I did not realise until I saw these startling figures that I’m in such widespread company, with such a large proportion of people being of advanced age with the numerous and unpredictable problems it’s liable to bring.
There are obvious advantages to being a pensioner, or a “senior” as some prefer to be called. For most, no more work hassle, strains and stresses. No more having to crawl out of bed in the winter morning darkness with sleet swirling outside to face iced up car windows or in my case a very chilly ride to work on a bike. The freedom to plan your day as you want it without having to fit into a schedule devised by someone else.
But there are very obvious disadvantages too and it doesn’t require a national census to know what they are.
I was chatting recently to an Inverness community stalwart who’s in her early 70s. I’ve known her for years but we’ve made particularly common cause because her main form of transport is still a bike. I’m several years behind her but if I can still regularly get around on two wheels at her age I’ll be doing well, and I’ll also be lucky.
At one point she suddenly blurted out: “I hate old age and what comes along with it.” It was a succinct statement made with real feeling and it resonated with me.
I was recently at a 70th birthday party for a close relative. There were of course others of similar vintage there, and, party time or not, before long the conversation inevitably turned to health. And everyone among us had a contribution to make. An operation, or a waiting list, or a diagnosis, or an upcoming appointment, or just some ache or pain that was restricting daily life.

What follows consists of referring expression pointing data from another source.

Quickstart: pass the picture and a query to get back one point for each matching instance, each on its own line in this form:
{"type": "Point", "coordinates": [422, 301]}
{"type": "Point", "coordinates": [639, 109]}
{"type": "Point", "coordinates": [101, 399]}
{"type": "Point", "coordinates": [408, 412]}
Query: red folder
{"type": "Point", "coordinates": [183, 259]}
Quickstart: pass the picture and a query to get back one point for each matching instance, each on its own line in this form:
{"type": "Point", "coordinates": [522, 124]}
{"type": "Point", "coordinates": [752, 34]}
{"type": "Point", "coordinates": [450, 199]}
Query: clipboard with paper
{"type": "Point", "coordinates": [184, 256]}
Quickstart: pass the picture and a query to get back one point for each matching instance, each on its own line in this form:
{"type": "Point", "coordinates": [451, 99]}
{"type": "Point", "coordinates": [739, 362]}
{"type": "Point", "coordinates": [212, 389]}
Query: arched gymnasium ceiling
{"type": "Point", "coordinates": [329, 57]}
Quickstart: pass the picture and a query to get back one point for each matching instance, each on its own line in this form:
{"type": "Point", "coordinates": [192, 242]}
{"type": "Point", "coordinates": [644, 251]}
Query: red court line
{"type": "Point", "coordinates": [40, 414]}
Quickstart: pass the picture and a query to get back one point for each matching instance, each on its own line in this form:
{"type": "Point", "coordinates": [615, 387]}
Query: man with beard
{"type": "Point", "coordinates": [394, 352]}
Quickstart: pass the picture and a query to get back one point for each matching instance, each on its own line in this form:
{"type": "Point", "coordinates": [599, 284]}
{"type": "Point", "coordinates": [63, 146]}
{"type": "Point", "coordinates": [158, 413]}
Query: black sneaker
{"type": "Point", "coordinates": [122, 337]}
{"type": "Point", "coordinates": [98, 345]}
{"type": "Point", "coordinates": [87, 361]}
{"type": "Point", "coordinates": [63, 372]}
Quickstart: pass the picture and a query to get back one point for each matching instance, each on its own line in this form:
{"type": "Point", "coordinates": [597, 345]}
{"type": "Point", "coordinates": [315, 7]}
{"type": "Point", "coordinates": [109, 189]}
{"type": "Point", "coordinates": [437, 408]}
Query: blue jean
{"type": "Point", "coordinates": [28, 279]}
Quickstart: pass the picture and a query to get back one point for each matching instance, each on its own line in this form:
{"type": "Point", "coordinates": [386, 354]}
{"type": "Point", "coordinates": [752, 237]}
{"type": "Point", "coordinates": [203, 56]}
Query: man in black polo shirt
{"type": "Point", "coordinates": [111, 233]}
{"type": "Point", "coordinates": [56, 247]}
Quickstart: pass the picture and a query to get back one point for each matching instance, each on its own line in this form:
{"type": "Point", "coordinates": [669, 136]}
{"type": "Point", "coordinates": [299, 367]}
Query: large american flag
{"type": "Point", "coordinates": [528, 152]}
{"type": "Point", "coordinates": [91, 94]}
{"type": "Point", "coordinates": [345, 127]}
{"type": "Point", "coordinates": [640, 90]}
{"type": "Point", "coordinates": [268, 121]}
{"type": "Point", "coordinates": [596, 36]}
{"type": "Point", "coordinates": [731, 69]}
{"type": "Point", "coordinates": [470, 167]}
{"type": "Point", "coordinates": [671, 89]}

This was surely not unusual. Put any small group of people of pension age together and once the trivialities – which covers virtually everything else – are out of the way the conversation will turn to the overriding topic of health. All the time honoured wisdom has turned out to be true. Old, or older age certainly doesn’t come alone. Yes, health is more important – far more so – than money. Of course it’s good to have both money and good health, but in terms of what’s most important, there’s absolutely no contest at all.
But then we hear and read about the waiting lists, the delays, the frustration and even despair of many patients across the NHS in Scotland.
A campaign has been launched to replace Raigmore Hospital, and is gaining traction. A new Raigmore and expanded, modernised health facilities there will arrive some day, but how many of today’s over-65s will be around to see it?
We have to rely on the health services that are available. And it’s quite something to acknowledge that nearly one in four people across the Highlands has reached an age when they are most likely to need health treatment. Of course many will retain good health or fairly good health. But the numbers involved even in a best case scenario are still huge.
Never mind a waiting list image evoked of a long shuffling queue. A quarter of the population over 65 involves the image of a massive sea of thousands upon thousands of people covering multiple football pitches. And, amid some departures, those heading into the twilight zone are being joined by new arrivals every day.
The census figures reveal the stark reality those planning for healthcare provision in the region have to deal with. And its size and scale is daunting.
As so many people in the Highlands grow old together we can only hope the campaign for a new Raigmore and increased healthcare capacity gains momentum and urgency. As each year passes, the only certainty on health that every pensioner can share is that it will be needed more and more.